Je partage l’opinion de M. Godefroy sur le dispositif de l’article 27 ter AA, qui vise à « mettre en musique » l’article 25, relatif à la pénibilité, en instaurant une pénalité financière en cas de non-respect par l’employeur de ses obligations.
Or l’article 25 est injuste, car il est exclusivement fondé sur la notion d’incapacité physique de travail, ce qui écarte du champ du dispositif les salariés qui ont été exposés à des produits cancérigènes et dont l’espérance de vie est de fait réduite, sans qu’ils portent aucune marque physique visible de cette atteinte.
Monsieur le ministre, vous ne prenez pas en compte la pénibilité différée, comme vous le demandaient pourtant les partenaires sociaux, hormis bien entendu le MEDEF.
Le dispositif est également injuste en ce qu’il exclut une majorité de victimes du travail pour lesquelles il n’existe pas de tableau de maladie professionnelle ou qui ne seront pas parvenus à obtenir une reconnaissance de maladie professionnelle. Ainsi, les troubles psychosociaux, pourtant en grande augmentation, ne seront pas reconnus au titre de la pénibilité.
Enfin, le dispositif est injuste en ce qu’il ne s’appliquera que de manière individualisée, en excluant l’établissement de listes de métiers ou de classifications professionnelles réputés pénibles.
Quant à l’article 27 ter AA lui-même, nous ne pouvons que constater la faiblesse de son contenu. En effet, il exclut au moins les 4 millions de salariés des TPE et PME, que vous aviez déjà placés hors du champ du dialogue social, monsieur le ministre. Le Gouvernement les considère manifestement comme des salariés de seconde zone, puisque !es accords sur la prévention de la pénibilité ne concerneront que les entreprises de cinquante salariés au moins.

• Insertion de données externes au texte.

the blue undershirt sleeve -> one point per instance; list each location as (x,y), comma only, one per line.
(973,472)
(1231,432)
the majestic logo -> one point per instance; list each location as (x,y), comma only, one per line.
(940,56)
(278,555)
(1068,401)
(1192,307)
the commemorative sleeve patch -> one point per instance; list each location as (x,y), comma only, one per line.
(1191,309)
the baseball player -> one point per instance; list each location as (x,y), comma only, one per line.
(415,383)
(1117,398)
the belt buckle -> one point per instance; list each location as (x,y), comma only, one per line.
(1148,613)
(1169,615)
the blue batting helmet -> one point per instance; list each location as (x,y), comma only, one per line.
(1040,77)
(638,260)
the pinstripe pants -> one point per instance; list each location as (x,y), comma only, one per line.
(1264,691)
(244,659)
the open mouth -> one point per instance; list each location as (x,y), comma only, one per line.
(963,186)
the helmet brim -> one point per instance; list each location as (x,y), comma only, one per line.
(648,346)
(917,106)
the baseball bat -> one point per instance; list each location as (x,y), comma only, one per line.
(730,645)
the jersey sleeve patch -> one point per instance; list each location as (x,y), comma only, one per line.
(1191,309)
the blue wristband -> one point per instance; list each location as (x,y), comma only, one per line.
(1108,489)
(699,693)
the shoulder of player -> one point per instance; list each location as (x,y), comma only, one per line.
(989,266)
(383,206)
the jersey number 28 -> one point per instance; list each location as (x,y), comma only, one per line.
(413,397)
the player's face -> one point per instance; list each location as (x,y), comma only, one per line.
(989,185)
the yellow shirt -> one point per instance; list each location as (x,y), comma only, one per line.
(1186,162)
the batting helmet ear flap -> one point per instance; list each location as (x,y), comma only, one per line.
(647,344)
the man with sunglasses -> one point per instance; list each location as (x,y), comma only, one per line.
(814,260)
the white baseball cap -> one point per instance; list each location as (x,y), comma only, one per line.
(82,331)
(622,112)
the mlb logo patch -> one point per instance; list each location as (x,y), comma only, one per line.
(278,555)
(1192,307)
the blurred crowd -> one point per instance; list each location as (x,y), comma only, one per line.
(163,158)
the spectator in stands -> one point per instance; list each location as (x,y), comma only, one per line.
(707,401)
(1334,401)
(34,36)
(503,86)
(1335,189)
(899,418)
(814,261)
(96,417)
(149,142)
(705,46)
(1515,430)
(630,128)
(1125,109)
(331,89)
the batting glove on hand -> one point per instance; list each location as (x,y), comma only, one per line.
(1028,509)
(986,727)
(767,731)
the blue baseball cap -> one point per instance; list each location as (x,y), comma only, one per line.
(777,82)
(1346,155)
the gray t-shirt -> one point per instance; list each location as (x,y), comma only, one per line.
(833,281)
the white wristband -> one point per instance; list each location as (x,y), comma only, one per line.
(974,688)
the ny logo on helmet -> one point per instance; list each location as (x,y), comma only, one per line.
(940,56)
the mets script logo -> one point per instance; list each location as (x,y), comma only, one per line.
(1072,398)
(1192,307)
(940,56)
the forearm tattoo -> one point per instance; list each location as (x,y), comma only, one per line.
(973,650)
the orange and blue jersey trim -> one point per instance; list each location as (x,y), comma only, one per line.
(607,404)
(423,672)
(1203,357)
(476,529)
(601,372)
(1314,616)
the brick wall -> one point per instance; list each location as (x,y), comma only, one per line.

En outre, vous entendez mettre en place une pénalité équivalente à 1 % au maximum des rémunérations ou gains versés aux salariés, pénalité qui pourra d’ailleurs être modulée en fonction des efforts consentis par l’entreprise pour prévenir la pénibilité. Il est en effet prévu que « le montant est fixé par l’autorité administrative, dans des conditions fixées par décret en Conseil d’État, en fonction des efforts constatés dans l’entreprise en matière de prévention de la pénibilité ». Ainsi, même si aucun accord n’a été réellement conclu ni aucun plan d’action défini, le simple constat d’« efforts » suffira peut-être pour que l’entreprise échappe à la pénalité.
Par ailleurs, vous prévoyez de permettre aux entreprises de préférer un plan d’action à un accord sur la prévention de la pénibilité. Or, dans une entreprise, c’est très souvent lorsque les partenaires sociaux ne sont pas parvenus à un accord que la direction décide, de façon arbitraire, un plan d’action. Vous le savez pertinemment ! En l’occurrence, ce plan d’action ne sera d’ailleurs assorti d’aucune obligation de résultat. Il suffira à l’entreprise de faire des efforts pour être exonérée de la pénalité.
Enfin, les salariés qui ont été exposés à l’amiante sont très en colère. En effet, une exposition à l’amiante engendre un taux d’invalidité inférieur à 10 %. Si vous laissez les choses en l’état, l’ensemble des salariés aujourd’hui confrontés à l’amiante seront donc exclus du champ de tout accord sur la pénibilité.